Ambas historias, sobre la conversión de Pedro y Pablo, se encuentran en los capítulos nueve y diez de Hechos, y son notablemente paralelas. En el capítulo nueve encontramos la historia de la conversión de Pablo, con la que la mayoría de nosotros estamos familiarizados. Pablo, todavía llamado Saulo, se dirige a Damasco cuando tiene su encuentro con Jesús. Después de esto, pierde la vista y durante tres días espera en Damasco en la casa de un hombre llamado Judas. Mientras tanto, Ananías, a quien llaman discípulo, tiene una visión en la que el Señor le pide que vaya a buscar a Saulo. Ananías se muestra reacio porque sabe quién es Saulo. Pero el Señor insiste diciendo que Saulo ha sido destinado a convertirse en un instrumento para llevar el nombre de Jesús a los gentiles (Hechos 9, 10-16). Ananías va, impone las manos en Saulo y éste recupera la vista. Después, Pablo predicará que Jesús es el hijo de Dios.
 
Al final del capítulo nueve, que está dedicado principalmente a la conversión de Pablo, hay una introducción a Pedro, que lo ubica en Jafa en la casa de un hombre llamado Simón que es curtidor. (Hechos 9, 43). Este es un lugar curioso para que Pedro se quede, ya que un curtidor debería haber sido visto como una persona impura con respecto a las leyes de pureza judías. Un curtidor manipulaba constantemente cadáveres y pieles de animales muertos. Pero Lucas, el autor de Hechos, quiere que nos preparemos para lo que viene, poniendo a Pedro en relación con alguien que comparte su nombre judío pero que es visto como impuro. El siguiente capítulo nos presenta a Cornelio como un centurión romano devoto y que temía a Dios con toda su casa y que vivía en Cesarea. Un día, a las tres de la tarde, Cornelio tiene una visión en la que el Señor reafirma la devoción de Cornelio y le pide que busque a Simón Pedro que se aloja en la casa de Simón. Esto suena muy parecido a lo que le sucedió a Ananías en el capítulo nueve.
 
A continuación, Pedro tiene una visión en el techo de la casa donde se aloja.
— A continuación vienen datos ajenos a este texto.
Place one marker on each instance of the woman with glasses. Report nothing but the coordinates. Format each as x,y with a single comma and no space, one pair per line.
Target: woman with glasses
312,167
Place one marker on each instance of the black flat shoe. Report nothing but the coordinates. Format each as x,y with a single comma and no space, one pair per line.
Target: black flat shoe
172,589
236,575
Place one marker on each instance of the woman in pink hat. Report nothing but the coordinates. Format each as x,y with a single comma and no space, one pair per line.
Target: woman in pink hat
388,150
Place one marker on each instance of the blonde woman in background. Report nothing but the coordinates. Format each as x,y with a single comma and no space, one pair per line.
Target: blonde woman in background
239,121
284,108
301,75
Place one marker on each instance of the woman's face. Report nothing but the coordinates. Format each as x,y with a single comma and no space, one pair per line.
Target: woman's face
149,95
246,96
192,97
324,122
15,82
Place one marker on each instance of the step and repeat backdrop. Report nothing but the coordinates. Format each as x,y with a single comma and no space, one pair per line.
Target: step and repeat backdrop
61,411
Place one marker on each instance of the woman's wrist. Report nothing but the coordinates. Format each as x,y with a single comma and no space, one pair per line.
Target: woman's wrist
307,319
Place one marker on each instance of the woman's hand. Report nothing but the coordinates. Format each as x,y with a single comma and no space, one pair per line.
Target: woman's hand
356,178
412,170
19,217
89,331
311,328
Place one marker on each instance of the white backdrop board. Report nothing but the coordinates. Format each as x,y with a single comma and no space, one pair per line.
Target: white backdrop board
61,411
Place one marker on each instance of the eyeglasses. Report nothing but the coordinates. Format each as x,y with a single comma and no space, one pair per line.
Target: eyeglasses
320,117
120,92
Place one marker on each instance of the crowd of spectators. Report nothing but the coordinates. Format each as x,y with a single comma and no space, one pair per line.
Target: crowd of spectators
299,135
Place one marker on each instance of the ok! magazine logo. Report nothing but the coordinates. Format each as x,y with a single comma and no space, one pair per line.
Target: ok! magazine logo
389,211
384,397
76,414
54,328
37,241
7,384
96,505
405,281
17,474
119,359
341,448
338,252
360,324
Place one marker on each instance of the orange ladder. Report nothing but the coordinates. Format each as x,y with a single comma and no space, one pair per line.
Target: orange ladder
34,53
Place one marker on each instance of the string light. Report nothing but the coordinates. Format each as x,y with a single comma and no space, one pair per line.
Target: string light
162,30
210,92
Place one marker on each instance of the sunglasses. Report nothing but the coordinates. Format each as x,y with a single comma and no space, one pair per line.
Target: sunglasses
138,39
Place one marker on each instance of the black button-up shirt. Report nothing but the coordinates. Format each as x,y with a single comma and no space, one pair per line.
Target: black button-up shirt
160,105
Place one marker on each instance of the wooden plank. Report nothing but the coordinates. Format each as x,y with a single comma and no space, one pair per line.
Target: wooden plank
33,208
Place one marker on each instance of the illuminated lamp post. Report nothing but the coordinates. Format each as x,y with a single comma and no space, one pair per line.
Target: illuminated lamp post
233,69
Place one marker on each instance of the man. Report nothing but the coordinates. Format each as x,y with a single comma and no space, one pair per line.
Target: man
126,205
En la visión, Pedro ve los cielos abiertos y una gran sábana bajando al suelo por sus cuatro esquinas (Hechos 10, 11). La sábana contenía todo tipo de criaturas cuadrúpedas, reptiles y pájaros. Pedro ve tres veces bajar la sábana y una voz que le dice: "Levántate, Pedro, mata y come". Pero tres veces Pedro niega la oferta porque no debe comer nada impuro; pero la voz también responde tres veces: "Lo que Dios declara limpio, no lo llames profano". Pedro no sabe qué hacer con su visión, hasta el día siguiente, cuando llega a la casa de Cornelio y se da cuenta de que aunque era ilegal que judíos y gentiles se asociaran, no debería llamar profano o impuro a nadie. Después de esto, Pedro predica en la casa de Cornelio que Dios no muestra preferencia entre personas. Mientras hace esto, el Espíritu Santo desciende sobre todos los que están allí, en lo que parece un segundo Pentecostés, ya que los gentiles también comienzan a hablar en lenguas tal como lo hicieron los discípulos al comienzo del libro de los Hechos (uno puede commparar Hechos 2, 1- 4 y 10, 44-46ª, y ver las semejanzas).
 
Podemos ver elementos similares y sorprendentes en estas historias. Tanto Pedro como Pablo tienen visiones y se quedan como invitados en la casa de una persona cuyo nombre / profesión es importante para su experiencia de conversión. Además, para ambos hombres la misión a los gentiles está ligada a su experiencia de conversión. Pero el paralelo más interesante es la intervención de Cornelio y Ananías. Cuando Dios llama a Cornelio y Ananías, se les llama por su propio nombre y tienen una instrucción específica. Ambos son cruciales para ayudar a Pedro y Pablo a comprender que Dios no muestra parcialidad. Podemos considerar a Pedro y Pablo como los discípulos que están en la base de nuestra Iglesia, pero tenemos que reconocer que no llegaron a ese punto por sí mismos. Cornelio y Ananías, a través de la intervención de Dios, fueron fundamentales para que tanto Pedro como Pablo pudieran entender la misión que Dios les dio.
 
La experiencia de la conversión y crecimiento personal no es un asunto meramente personal; todos necesitamos personas como Cornelio y Ananías que nos ayuden a ver y crecer. Estos dos hombres son enviados por Dios para ayudar a cumplir la misión que desde el principio les fue encomendada a los apóstoles de anunciar el Evangelio a todos. Incluso Pedro y Pablo, los dos pilares de la Iglesia que celebramos hoy, requirieron la ayuda de otros para convertirse en mejores discípulos.